Il Faro : une architecture taillée dans la roche 

Un projet de Savin J. Couëlle sur la Costa Smeralda 

La maison Il Faro est située dans une nature intacte, dans le maquis méditerranéen, sur le promontoire de Capo Ferro en Sardaigne et jouit de la vue du phare du même nom. Elle a été conçue il y a une vingtaine d'années par le propriétaire de l'époque, l'architecte Savin Couëlle, le dernier des « dinosaures » à qui l'on doit le prestige architectural de la Costa Smeralda.
L'architecte l'avait conçu pour lui-même, étudiant chaque détail et exprimant sans restriction ses préférences fonctionnelles et esthétiques. Le bâtiment reprend toutes les caractéristiques stylistiques identifiables de son parcours de conception. Il est conçu comme une sculpture habitable. 

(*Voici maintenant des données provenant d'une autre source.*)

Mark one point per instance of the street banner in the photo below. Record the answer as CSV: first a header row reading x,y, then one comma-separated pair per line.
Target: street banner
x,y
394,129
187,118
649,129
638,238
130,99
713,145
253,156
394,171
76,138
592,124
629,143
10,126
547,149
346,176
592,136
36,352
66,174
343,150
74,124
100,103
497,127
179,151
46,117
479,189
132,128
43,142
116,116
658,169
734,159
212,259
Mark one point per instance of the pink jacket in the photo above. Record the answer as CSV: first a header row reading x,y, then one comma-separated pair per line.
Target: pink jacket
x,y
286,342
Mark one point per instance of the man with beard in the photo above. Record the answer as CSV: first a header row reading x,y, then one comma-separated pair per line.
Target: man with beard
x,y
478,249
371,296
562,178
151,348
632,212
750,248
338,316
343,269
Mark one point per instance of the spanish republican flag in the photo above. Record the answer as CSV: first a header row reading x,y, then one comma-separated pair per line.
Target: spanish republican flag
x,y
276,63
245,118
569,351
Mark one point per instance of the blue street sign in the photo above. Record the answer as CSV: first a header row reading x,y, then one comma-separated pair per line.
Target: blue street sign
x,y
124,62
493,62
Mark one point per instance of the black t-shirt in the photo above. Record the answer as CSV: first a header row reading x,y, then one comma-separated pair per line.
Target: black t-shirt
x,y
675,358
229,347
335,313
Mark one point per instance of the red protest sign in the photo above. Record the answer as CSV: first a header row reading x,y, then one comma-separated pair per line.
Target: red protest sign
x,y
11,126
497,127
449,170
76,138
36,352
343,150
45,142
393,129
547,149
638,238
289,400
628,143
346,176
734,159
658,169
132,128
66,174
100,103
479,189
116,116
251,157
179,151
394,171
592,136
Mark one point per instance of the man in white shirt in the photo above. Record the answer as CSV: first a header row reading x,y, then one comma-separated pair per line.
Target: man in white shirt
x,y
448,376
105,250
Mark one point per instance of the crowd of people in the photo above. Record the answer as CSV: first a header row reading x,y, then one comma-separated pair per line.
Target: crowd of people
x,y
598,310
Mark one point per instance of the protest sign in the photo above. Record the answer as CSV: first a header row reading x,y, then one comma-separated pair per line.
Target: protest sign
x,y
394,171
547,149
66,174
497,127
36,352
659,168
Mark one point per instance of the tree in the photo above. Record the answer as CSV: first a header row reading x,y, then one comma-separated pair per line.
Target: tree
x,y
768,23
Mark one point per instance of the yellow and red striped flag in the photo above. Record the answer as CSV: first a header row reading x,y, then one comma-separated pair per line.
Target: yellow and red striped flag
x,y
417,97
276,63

Même s'il s'agit d'une petite maison, comparée aux majestueuses habitations que Couëlle a conçues au cours de son intense activité, il a utilisé pour la réaliser toutes les expressions artistiques, les techniques de construction et les savoir-faire développés au fil des décennies, en union avec les maîtres artisans qui ont grandi sous son égide. L'absence d'angles droits, le souci du détail, les nombreux expédients et la variété des matériaux, la création harmonieuse de compartiments et de contenants, viennent de la volonté de dissimuler et de renfermer pour surprendre peu à peu. Doté d'un talent inné, Couëlle a grandi entre l'intellighenzia littéraire et artistique cultivée dès le plus jeune âge et la jet set internationale, développant une aptitude pour la beauté et l'excellence. Ayant passé le seuil des quatre-vingt-dix ans, il a maintenu jusqu'à la fin (2020) un regard de jugement, capable de passer comme un laser qui que ce soit, de la personne emblématique au maçon. 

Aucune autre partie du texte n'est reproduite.